We had on The Incredibles the other night and I was stuck by a crazy thought. Bob Parr, as incredible as he is as a super hero, is actually more endearing as a dad. When he’s playing catch with his son or hugging his daughter, there’s a certain gleam in his eyes that you don’t get when he’s fighting crime.
I’m not trying to be sappy here. I’m not. I’m just making an observation.
That made me think. Of course that’s how it comes across. Pixar movies are made primarily by parents who live in the world world. They know firsthand the trials and joys of parenthood. And it comes across crystal-clear in their films.
Finding Nemo is perhaps the most obvious one, and possibly the best father/son movie ever made. It reminds us as parents not to take our kids for granted, because they can be taken from us at any moment. And that’s a reality made even more clear as foster to adopt parents.
Actually, Pixar movies even make us closer to our kids just by their mere existence. My son and I bonded when I took him to see The Good Dinosaur last year for his birthday. Sure, he couldn’t talk yet, but it was an experience we got to share together that we’ll always have. It was fun!
It’s not like going to the latest installment of Ice Age (not Pixar) where, as a grown-up, I’d likely fall asleep.
Pixar films are brightly colored adult movies that just happen to be appropriate for kids. It would be inappropriate for me to gather our kids on the couch to watch Apocalypto, but it’s far from a sacrifice to snuggle with my daughter and watch Brave for the eightieth time.
Most Pixar movies appeal to us as parents. They show us the world through our own children’s point of view so that we can better understand them and better parent them.
I can’t count the number of times I put the computer away to play with my kids because Inside Out reminded me that my kids will always remember these days. It’s my job to make their memories yellow/gold. Not blue. So I chase them around the house pretending to be Bruce the shark or Mor’du.
Woody couldn’t have said it any better: “I can’t stop Andy from growing up, but I wouldn’t miss it for the world.”
That’s a haunting and encouraging reminder. But multiple viewings of Toy Story 2 has implemented that message in my head permanently. And then, of course, the next Toy Story installment screams out: “No, seriously!
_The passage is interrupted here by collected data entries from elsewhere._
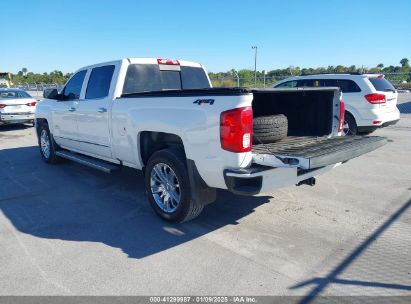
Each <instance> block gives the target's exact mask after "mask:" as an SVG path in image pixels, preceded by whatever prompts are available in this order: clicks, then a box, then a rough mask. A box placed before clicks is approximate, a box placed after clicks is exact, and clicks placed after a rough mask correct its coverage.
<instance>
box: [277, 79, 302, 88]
mask: <svg viewBox="0 0 411 304" xmlns="http://www.w3.org/2000/svg"><path fill="white" fill-rule="evenodd" d="M296 86H297V81H295V80H292V81H286V82H283V83H281V84H279V85H277V86H275V87H276V88H295V87H296Z"/></svg>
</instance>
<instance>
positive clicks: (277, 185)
mask: <svg viewBox="0 0 411 304" xmlns="http://www.w3.org/2000/svg"><path fill="white" fill-rule="evenodd" d="M338 165H340V163H338V164H333V165H330V166H326V167H322V168H318V169H315V170H299V169H297V168H270V167H263V166H256V167H251V168H249V169H240V170H229V169H227V170H225V171H224V180H225V183H226V186H227V189H228V190H229V191H230V192H232V193H234V194H238V195H247V196H252V195H257V194H259V193H264V192H270V191H272V190H274V189H277V188H283V187H288V186H295V185H298V184H299V183H300V182H302V181H304V180H307V179H310V178H312V177H316V176H318V175H321V174H323V173H325V172H327V171H329V170H331V169H333V168H334V167H336V166H338Z"/></svg>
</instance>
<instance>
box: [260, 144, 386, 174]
mask: <svg viewBox="0 0 411 304" xmlns="http://www.w3.org/2000/svg"><path fill="white" fill-rule="evenodd" d="M386 143H387V140H386V139H385V138H384V137H379V136H343V137H334V138H327V137H311V136H298V137H297V136H289V137H287V138H284V139H283V140H280V141H278V142H275V143H269V144H257V145H254V146H253V154H254V155H267V156H274V157H276V158H277V159H280V160H281V161H282V162H283V163H284V164H288V165H294V166H298V167H300V168H302V169H315V168H319V167H323V166H327V165H331V164H335V163H339V162H343V161H347V160H349V159H352V158H354V157H357V156H360V155H362V154H364V153H367V152H370V151H373V150H375V149H377V148H379V147H381V146H383V145H385V144H386ZM269 159H270V157H267V163H266V164H265V165H269V164H268V162H269ZM260 164H262V165H264V163H261V162H260Z"/></svg>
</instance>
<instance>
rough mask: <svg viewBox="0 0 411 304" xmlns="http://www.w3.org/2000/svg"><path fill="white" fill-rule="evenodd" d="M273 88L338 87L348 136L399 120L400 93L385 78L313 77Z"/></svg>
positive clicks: (356, 133) (325, 75)
mask: <svg viewBox="0 0 411 304" xmlns="http://www.w3.org/2000/svg"><path fill="white" fill-rule="evenodd" d="M273 87H274V88H296V87H339V88H340V89H341V91H342V93H343V97H342V98H343V100H344V103H345V124H344V130H343V132H344V133H345V134H351V135H355V134H357V133H371V132H373V131H374V130H376V129H377V128H379V127H385V126H388V125H392V124H395V123H396V122H397V121H398V120H399V119H400V112H399V110H398V109H397V97H398V93H397V91H396V90H395V88H394V87H393V86H392V84H391V83H390V82H389V81H388V80H386V79H385V78H384V75H383V74H358V73H352V74H310V75H302V76H296V77H290V78H287V79H284V80H282V81H280V82H278V83H276V84H275V85H274V86H273Z"/></svg>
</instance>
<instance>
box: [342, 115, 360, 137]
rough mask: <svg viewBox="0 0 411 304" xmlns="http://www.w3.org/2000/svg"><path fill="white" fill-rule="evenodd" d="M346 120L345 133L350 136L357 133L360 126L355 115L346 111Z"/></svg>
mask: <svg viewBox="0 0 411 304" xmlns="http://www.w3.org/2000/svg"><path fill="white" fill-rule="evenodd" d="M344 117H345V121H344V126H343V135H346V136H350V135H357V133H358V128H357V123H356V122H355V119H354V117H353V116H352V115H351V114H350V113H347V112H345V115H344Z"/></svg>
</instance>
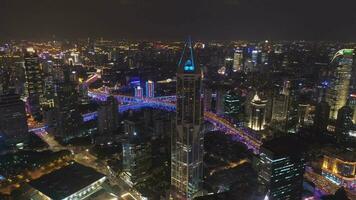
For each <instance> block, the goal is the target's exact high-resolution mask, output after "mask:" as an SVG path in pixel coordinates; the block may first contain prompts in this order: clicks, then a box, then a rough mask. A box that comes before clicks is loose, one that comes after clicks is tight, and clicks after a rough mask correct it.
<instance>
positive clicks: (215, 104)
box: [215, 88, 225, 114]
mask: <svg viewBox="0 0 356 200" xmlns="http://www.w3.org/2000/svg"><path fill="white" fill-rule="evenodd" d="M224 96H225V90H224V89H223V88H218V89H217V91H216V102H215V107H216V109H215V111H216V113H217V114H224V108H225V107H224Z"/></svg>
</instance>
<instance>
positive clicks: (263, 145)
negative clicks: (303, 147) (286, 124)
mask: <svg viewBox="0 0 356 200" xmlns="http://www.w3.org/2000/svg"><path fill="white" fill-rule="evenodd" d="M303 174H304V159H303V147H302V145H301V142H300V141H298V140H297V139H296V138H293V137H279V138H276V139H273V140H270V141H267V142H265V143H264V144H263V145H262V146H261V149H260V163H259V172H258V179H259V182H260V183H261V184H262V185H263V188H264V189H265V191H266V193H267V196H268V198H266V199H269V200H284V199H289V200H300V199H302V192H303Z"/></svg>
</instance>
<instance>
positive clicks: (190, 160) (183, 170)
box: [171, 40, 203, 199]
mask: <svg viewBox="0 0 356 200" xmlns="http://www.w3.org/2000/svg"><path fill="white" fill-rule="evenodd" d="M176 120H177V121H176V131H175V132H174V134H173V135H172V149H171V186H172V196H173V198H174V199H192V198H193V197H194V196H195V195H196V194H197V192H198V191H199V190H200V188H201V183H202V178H203V166H202V164H203V134H202V120H203V107H202V101H201V69H200V66H199V65H198V64H197V63H196V62H195V56H194V53H193V48H192V44H191V41H190V40H188V42H187V43H186V44H185V46H184V49H183V53H182V56H181V58H180V60H179V64H178V71H177V112H176Z"/></svg>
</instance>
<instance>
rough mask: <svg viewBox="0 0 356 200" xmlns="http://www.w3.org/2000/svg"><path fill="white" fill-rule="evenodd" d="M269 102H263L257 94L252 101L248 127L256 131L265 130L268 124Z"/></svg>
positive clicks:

Your kids are going to grow up really, really fast! Don’t bloody miss it! Don’t miss it! Don’t miss it!”
Don’t throw your daughter’s bow in the fire. Don’t tell your kids to act happy when everything sucks. Buy your kids lots of toys (not video games). Go on road trips and put the brake on at rest stops. Don’t lose your temper over their limitations. Don’t try to convince them that a rock is a seed. Teach them to slow down. Cross the ocean if you have to to find them. Your kids are your greatest adventure. Teach them to cook!
I’m not an expert parent and will never claim to be. But Pixar movies have been a better parenting resource than any psychology book I can think of.
Have a happy Father’s Day and take your kids to see Finding Dory. Or buy them a bunch of toys. Make today about the kids, because without them, there would be no Father’s Day.